Las manadas de bisontes tumbados en las praderas formaban parte del paisaje del país de Altamira. Estos grandes bóvidos necesitan permanecer largos periodos del día descansando, condicionados en su ritmo de actividad por su alimentación.
Como todos los rumiantes, el bisonte está adaptado para alimentarse de diversas plantas, hierbas, hojas, cortezas, líquenes y musgo. Una alimentación intensa antes del amanecer le permite llenar rápidamente y en gran medida las cinco cámaras del estómago después de la pausa de la noche. A continuación, el bisonte se tumba para descansar y rumiar el alimento que previamente ha pacido. Este ciclo es repetido varias veces al día. En condiciones naturales, la alimentación lleva más de la mitad del ciclo diario, desde el amanecer al atardecer, de manera que, de las veinticuatro horas del día, un tercio del tiempo es ocupado en alimentarse, casi los otros dos tercios en descansar y aproximadamente un diez por cierto del tiempo en desplazarse, o jugar.

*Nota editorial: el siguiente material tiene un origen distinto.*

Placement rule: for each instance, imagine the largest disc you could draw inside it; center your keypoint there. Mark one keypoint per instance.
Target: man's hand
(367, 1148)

Tranquilos y peligrosos, gregarios y solitarios, imponentes y resistentes, los bisontes fueron cazados como fuente de alimentación y de materiales para la vida cotidiana en algunos periodos del Paleolítico y en algunas regiones de Europa. Sin embargo, para los habitantes de la cueva de Altamira hace 15000 años, expertos cazadores de ciervos, los bisontes no formaban parte de su alimentación, sino de su mundo de las ideas.